I found "The Pastons and Chaucer" fairly baffling and deliciously Woolfian. The title instantly confused me. I could not imagine what the Pastons and Chaucer had to do with each other. After about 7 pages of what I would call historical commentary, she transitions almost seamlessly into literary criticism. It was then that I realized that this essay has the same structure as Woolf's fiction.
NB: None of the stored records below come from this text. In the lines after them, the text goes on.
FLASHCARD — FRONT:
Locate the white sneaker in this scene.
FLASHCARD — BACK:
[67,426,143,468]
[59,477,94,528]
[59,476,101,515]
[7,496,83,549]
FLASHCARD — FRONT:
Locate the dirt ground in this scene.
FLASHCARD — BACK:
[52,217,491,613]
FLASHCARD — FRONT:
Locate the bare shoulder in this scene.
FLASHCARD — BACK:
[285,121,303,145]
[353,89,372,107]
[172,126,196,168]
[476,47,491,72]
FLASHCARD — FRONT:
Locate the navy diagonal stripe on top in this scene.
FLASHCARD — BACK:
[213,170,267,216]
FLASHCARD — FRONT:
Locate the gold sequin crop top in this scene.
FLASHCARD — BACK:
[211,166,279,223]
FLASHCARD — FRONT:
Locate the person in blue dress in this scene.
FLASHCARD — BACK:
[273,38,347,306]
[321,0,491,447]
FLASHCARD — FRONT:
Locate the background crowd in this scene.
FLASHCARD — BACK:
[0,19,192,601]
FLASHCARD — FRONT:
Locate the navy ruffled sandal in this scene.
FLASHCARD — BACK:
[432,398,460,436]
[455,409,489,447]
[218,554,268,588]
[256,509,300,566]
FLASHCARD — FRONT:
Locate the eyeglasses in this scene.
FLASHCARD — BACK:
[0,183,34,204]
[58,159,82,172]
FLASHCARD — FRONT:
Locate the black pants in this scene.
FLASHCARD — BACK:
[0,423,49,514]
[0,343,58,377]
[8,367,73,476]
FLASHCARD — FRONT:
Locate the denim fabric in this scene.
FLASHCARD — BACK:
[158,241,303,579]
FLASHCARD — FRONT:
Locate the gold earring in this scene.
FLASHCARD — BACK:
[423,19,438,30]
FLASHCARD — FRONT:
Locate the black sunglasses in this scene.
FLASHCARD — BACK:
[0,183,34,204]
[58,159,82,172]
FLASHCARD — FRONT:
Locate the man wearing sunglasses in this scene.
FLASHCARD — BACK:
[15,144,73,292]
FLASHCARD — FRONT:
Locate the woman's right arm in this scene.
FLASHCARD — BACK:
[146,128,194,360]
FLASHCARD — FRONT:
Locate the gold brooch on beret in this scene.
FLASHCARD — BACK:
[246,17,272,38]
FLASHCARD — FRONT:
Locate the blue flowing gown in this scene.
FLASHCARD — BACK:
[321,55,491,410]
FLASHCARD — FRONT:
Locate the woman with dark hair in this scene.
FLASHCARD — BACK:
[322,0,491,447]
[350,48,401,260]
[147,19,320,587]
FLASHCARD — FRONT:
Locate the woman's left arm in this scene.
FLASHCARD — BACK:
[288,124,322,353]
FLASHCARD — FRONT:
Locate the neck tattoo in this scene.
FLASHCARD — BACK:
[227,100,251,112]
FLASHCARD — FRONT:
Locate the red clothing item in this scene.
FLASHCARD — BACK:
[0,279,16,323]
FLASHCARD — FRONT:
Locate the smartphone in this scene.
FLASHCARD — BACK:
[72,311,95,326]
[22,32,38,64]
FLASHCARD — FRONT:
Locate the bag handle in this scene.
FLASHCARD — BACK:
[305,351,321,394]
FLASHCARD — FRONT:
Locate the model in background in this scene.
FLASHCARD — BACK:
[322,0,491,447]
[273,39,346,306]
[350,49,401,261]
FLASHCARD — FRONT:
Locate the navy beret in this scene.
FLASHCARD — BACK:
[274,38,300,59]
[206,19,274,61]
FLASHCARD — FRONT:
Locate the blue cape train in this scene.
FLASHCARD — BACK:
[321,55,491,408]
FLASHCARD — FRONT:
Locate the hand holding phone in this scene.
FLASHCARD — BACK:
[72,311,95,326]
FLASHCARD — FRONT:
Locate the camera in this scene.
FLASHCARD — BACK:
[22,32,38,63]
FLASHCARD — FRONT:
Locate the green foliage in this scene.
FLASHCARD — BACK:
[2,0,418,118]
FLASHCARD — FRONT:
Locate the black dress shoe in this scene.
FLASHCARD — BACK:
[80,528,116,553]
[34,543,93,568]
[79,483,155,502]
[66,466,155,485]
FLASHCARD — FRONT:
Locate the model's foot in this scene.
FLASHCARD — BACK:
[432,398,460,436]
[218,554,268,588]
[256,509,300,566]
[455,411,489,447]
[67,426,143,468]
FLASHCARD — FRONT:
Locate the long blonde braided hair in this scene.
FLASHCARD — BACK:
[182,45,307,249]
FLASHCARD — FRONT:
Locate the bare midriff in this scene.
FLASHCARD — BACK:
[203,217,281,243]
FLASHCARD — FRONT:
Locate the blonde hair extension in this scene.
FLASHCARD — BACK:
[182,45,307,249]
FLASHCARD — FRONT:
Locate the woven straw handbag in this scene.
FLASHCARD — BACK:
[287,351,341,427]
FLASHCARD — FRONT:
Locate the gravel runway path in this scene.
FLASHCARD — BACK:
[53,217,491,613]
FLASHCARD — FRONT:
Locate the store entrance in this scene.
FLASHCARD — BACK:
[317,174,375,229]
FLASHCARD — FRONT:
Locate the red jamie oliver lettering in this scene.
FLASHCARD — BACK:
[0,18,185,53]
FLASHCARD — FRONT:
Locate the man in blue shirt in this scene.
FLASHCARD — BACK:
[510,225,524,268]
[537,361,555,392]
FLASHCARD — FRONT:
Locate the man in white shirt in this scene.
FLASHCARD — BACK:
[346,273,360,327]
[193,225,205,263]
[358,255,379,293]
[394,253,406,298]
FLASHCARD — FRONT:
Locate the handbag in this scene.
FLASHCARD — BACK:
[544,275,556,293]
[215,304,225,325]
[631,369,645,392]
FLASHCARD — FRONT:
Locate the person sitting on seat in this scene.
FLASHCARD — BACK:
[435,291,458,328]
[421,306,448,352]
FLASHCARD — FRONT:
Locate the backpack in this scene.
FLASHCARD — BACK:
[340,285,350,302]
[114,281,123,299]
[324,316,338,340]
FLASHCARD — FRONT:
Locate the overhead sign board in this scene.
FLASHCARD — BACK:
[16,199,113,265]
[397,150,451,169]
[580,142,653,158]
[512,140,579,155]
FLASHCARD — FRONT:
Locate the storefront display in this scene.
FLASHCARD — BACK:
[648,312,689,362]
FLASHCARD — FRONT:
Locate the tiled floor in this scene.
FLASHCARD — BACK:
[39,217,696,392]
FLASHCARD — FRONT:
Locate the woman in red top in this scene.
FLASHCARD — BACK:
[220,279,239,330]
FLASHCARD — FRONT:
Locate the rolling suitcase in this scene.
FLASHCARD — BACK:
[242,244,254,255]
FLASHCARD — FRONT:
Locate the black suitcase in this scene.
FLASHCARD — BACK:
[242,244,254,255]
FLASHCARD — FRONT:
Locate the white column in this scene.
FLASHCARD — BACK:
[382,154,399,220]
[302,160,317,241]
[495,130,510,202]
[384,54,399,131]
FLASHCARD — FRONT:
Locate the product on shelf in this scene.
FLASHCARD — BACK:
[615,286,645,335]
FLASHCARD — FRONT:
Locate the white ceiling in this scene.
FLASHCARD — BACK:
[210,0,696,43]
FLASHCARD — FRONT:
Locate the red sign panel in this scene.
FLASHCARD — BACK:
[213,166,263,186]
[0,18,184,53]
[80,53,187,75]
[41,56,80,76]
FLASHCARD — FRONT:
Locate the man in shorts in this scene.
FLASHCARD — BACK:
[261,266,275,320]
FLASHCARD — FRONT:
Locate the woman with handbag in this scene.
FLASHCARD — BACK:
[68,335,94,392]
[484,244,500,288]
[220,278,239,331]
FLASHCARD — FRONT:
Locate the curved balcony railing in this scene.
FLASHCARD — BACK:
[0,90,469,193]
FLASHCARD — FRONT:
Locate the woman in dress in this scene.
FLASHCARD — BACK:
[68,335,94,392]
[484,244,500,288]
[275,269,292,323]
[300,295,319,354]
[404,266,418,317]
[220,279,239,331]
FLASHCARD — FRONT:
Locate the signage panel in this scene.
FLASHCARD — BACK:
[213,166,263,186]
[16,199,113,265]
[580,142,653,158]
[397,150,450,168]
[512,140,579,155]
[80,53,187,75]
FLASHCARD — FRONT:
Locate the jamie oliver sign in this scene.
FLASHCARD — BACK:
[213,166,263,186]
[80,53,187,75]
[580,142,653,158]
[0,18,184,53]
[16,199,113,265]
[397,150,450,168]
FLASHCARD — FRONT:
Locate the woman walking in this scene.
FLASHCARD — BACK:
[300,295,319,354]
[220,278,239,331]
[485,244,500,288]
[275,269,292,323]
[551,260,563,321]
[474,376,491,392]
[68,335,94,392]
She takes a minor detail, Sir John's reading of Chaucer, and uses it as a wormhole, jumping through time to an entirely new subject. On page 11, she leaves Sir John sitting and reading Chaucer while the smoke stings his eyes, and returns to him 9 pages later, exactly as she left him. Meanwhile she explore the merits of the Canterbury Tales. The essay moves through subjects as the mind does, seemingly randomly. It drops a sunject for another only to return to the former. It's only after reflection that the two subjects become relevant to each other. In the second to last paragraph, she points out that Chaucer would have loved the language from the Paston letters and that that sets him apart from the other great British poets.

This point seems so casual and haphazard but is keen and illuminating. It has a far greater effect than it would if it were stated as a thesis at the end of an introductory paragraph. I actually uttered, "whoa," when I read "it is easy to see, from the Paston letters, why Chaucer wrote not Lear or Romeo and Juliet, but the Canterbury Tales." I'm an English major and a history minor and I hardly ever have a visceral reaction to the essays I read on those subjects. I do, however, have a moment of pure joy when I make a discovery in literature. She captures that feeling in this essay. It's structured more like one of her pieces of fiction than like an essay but that just makes it so much cooler.


  1. I was surprised by this as well! Woolf’s essay made me consider Chaucer as a sort of Van Gogh of literature, who chose potato eaters rather than Dukes as subjects for his art. Perhaps we assume that Chaucer’s literature must be high in subject due to the almost foreign appearance of Old English or because Universities offer entire courses dedicated to The Canterbury Tales? Woolf points out that Chaucer wrote about real people without any of Shakespeare’s brilliant, but unrealistic, word play. However, I did question Woolf’s choice of the Pastons as the “realistic” voices that Chaucer, rather than Shakespeare, captured because their family held a higher status and were more educated than most people of that time. Regardless, it's still a great point about Chaucer.

  2. I've got my hands on the First Common Reader and wondering if I should read it even if I might not be too familiar with the subjects.